Mingay was appointed Chair of Agrarian History at the University of Kent in 1968. He edited the Agricultural History Review from part 2 of 1972 to part 2 of 1983. He also edited the sixth volume of The Agrarian History of England and Wales, which was published in 1989.

==Works==
- The English Landed Society in the Eighteenth Century (London: Routledge and Kegan Paul, 1963).
- (with J. D. Chambers) The Agricultural Revolution, 1730-1880 (London: Batsford, 1965).
- Enclosure and the Small Farmer in the Age of the Industrial Revolution (London: Macmillan, 1968).
- (with P. S. Bagwell) Britain and America, 1850–1939 (London: Routledge & Kegan Paul, 1971).
- Georgian London (London: Batsford, 1975).

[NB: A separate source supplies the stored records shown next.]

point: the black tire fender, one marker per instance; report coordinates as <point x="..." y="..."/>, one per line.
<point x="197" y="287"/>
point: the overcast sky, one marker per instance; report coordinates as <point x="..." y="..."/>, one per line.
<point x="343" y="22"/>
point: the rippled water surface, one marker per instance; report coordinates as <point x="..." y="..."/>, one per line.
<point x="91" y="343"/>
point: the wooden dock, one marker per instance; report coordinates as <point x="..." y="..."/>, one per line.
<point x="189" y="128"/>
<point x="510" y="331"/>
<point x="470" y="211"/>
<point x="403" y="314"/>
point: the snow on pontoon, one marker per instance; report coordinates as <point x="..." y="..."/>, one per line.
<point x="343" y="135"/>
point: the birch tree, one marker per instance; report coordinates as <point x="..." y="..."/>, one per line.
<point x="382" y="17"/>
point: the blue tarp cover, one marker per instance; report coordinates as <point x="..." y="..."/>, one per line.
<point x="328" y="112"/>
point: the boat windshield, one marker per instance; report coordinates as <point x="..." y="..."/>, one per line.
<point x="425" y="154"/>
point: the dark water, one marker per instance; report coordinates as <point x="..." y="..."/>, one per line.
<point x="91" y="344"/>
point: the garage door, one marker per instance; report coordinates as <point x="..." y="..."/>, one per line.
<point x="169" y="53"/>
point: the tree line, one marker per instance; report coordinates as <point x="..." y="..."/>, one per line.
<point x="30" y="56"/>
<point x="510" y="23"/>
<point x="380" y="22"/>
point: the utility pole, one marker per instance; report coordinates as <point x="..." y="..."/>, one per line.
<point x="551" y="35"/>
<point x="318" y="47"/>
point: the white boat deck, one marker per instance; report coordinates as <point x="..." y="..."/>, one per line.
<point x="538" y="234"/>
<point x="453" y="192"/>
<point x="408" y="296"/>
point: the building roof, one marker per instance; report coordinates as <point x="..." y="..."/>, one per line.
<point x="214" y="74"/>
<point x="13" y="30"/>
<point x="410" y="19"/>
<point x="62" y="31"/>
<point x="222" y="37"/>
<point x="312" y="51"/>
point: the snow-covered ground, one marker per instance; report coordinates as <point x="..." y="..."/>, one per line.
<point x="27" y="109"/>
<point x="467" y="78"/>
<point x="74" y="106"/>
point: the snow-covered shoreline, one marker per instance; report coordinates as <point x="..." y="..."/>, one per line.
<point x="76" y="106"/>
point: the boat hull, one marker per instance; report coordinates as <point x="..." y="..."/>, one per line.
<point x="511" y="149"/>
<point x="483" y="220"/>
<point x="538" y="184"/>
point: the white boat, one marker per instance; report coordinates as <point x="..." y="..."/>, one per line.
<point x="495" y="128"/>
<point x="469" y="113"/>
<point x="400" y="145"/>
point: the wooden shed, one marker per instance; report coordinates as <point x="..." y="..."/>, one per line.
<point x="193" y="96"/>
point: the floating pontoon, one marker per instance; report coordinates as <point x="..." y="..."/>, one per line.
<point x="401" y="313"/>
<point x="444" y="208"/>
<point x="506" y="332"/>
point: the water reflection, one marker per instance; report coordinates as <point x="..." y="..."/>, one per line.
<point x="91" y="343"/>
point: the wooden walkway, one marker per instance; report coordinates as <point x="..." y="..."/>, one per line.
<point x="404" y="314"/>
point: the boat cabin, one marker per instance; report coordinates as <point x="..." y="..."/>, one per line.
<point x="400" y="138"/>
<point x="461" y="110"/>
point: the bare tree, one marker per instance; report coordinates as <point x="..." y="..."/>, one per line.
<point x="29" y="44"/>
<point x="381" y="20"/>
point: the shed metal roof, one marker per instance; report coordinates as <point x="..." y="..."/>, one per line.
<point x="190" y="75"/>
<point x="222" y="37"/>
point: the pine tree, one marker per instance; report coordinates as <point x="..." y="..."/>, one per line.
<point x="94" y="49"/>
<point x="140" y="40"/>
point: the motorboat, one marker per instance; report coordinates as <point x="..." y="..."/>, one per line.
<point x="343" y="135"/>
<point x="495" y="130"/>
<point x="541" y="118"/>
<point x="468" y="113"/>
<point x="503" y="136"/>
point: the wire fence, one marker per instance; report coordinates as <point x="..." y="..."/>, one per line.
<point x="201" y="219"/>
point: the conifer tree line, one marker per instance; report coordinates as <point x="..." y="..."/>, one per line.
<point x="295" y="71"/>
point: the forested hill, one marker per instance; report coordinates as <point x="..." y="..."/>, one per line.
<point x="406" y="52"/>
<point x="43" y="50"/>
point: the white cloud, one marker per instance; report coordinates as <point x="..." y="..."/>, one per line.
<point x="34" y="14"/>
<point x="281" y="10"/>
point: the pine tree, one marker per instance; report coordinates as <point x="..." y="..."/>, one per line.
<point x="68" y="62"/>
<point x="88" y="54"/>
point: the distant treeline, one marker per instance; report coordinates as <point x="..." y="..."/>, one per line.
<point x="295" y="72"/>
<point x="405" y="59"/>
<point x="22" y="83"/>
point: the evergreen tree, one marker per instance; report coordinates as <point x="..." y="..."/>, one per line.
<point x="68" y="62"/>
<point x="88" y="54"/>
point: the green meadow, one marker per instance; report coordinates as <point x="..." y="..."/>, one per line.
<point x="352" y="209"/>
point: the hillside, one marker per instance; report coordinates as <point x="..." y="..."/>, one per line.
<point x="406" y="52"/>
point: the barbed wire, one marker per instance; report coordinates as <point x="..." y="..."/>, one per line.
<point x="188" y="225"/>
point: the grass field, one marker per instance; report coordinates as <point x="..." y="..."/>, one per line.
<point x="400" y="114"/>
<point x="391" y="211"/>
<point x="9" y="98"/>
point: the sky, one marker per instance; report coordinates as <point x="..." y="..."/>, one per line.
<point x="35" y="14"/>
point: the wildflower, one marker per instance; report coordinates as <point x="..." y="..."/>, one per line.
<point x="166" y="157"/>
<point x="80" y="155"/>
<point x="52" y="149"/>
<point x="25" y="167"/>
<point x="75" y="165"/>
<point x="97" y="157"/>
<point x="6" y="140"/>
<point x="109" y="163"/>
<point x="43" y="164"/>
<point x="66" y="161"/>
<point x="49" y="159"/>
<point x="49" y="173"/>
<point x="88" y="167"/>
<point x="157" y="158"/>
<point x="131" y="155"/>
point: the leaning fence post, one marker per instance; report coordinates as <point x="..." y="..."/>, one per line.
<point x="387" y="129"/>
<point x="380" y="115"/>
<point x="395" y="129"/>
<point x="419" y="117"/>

- The Gentry: The Rise and Fall of a Ruling Class (London: Longman, 1976).
- Rural Life in Victorian England (London: Heinemann, 1977).
- The Transformation of Britain 1830–1939 (London: Routledge & Kegan Paul, 1987).
- A Social History of the English Countryside (London: Routledge & Kegan Paul, 1990).
- Land and Society in England, 1750–1980 (London: Longman, 1994).
- Parliamentary Enclosure in England (London: Longman, 1997).